The following are also examples of express terms that are void and unenforceable:

  • a term purporting to hold that the RTA does not apply to the agreement or attempts to avoid the RTA (s 5(1) and (2));
  • that the rent remaining for the term of the agreement becomes due and payable if a tenant fails to comply with a term of the tenancy agreement (s 22) (i.e., “accelerated rent terms” are not permitted);
  • that the landlord can seize the tenant’s personal property for rent owing (s 26(3)(a));
  • terms that impose unreasonable restrictions on guests or impose a fee for having guests stay overnight; or
  • for a fixed term tenancy, any vacate clauses that require the tenant to move out at the end of the tenancy unless:
  • The tenancy agreement is a sublease agreement; or
  • The fixed term tenancy was created in circumstances where the landlord or landlord’s close family plans in good faith to occupy the unit after the tenancy ends, pursuant to RTR s 13.1.
NOTE: The RTR defines “unconscionable” for the purposes of s 6(3)(b) of the RTA as follows: a term of a tenancy agreement is “unconscionable if the term is oppressive or grossly unfair to one party”.

e) Pets

In B.C., there is no law that prevents a landlord from prohibiting pets in rental units. RTA, s 18 allows a tenancy agreement to include terms that prohibit pets or restrict the size, kind, or number of pets a tenant may keep on the residential property. If the agreement is silent about pets, then the tenant should be able to obtain one. If a tenancy agreement doesn’t allow pets and a tenant gets one anyway, the landlord can tell the tenant to remove it. If the tenant refuses, the landlord may be able to give an effective eviction notice. RTA, s 18 is subject to the rights and restrictions under the Guide Dog and Service Dog Act, SBC 2015, c 17, s 3, which states that landlords must not deny tenancy or impose discriminatory terms on a person with a disability who intends to keep a guide dog in the rental unit.

When a landlord permits a tenant to keep a pet after the tenancy has already started, the landlord and tenant together must inspect the condition of the rental unit on or before the day the tenant starts keeping a pet or on another mutually agreed day (RTA, s 23(2)). Failure of the tenant or landlord to participate in the inspection may extinguish the right of the failing party to the rights relating to the pet deposit (s 24). The landlord can request pet damage deposit of no greater than ½ of a month’s rent, regardless of the number of pets.

f) Rent Increases for Additional Occupants

A rental increase for a new occupant can only be imposed if the contract specifically allows for it. Disputes most often arise upon the birth of a baby, as there is no legal mechanism exempting newborn children from being considered tenants.

3. Cannabis Legalization

As of October 17, 2018, personal possession of cannabis became legal within Canada. Accordingly, changes to the RTA were implemented around growing and smoking cannabis.
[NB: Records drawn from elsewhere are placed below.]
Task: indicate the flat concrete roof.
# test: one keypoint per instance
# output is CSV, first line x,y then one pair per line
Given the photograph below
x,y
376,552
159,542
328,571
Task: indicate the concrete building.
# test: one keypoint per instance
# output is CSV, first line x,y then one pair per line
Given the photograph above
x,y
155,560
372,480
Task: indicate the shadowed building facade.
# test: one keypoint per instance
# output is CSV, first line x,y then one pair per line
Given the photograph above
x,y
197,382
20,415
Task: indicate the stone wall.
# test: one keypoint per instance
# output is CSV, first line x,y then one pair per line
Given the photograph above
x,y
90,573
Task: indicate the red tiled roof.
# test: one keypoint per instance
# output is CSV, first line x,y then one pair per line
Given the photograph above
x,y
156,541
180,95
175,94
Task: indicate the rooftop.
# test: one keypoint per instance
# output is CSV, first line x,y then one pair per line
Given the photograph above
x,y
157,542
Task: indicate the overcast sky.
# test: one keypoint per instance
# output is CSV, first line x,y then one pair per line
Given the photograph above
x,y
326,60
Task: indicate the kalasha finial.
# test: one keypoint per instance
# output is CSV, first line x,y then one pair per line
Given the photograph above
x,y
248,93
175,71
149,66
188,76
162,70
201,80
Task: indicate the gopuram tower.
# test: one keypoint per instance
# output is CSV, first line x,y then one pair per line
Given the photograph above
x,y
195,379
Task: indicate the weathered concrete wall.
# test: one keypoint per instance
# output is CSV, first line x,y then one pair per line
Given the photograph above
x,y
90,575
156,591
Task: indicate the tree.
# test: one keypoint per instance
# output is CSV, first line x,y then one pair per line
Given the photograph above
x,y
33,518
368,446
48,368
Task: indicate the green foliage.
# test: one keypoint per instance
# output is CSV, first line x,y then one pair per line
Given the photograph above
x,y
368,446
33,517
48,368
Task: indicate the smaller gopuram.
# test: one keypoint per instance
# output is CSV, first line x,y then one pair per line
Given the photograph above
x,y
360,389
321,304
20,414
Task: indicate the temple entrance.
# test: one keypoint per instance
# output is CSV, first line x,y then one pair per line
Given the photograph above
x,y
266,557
  • If a tenancy agreement entered prior to legalization included a “no smoking” clause and did not explicitly allow for smoking cannabis, then the “no smoking” clause is deemed to apply to smoking cannabis. This also applies to any clauses that restrict or regulate smoking. (RTA s 21.1 (2))
(1) For RTA s 21.1 (2), vaporizing a substance containing cannabis is not “smoking cannabis.”
  • All existing tenancy agreements would be implied to have terms prohibiting growing cannabis unless:
(1) the tenant is growing in or on the residential property one or more cannabis plants that are medical cannabis,
(2) growing the plants is not contrary to a term of the tenancy agreement, and
(3) the tenant is authorized under applicable federal law to grow the plants in or on the residential property, and the tenant follows the requirements under that law with respect to medical cannabis.
NOTE: The RTA allows for landlords and tenants to agree upon terms in new tenancy agreements if they do not violate the RTA.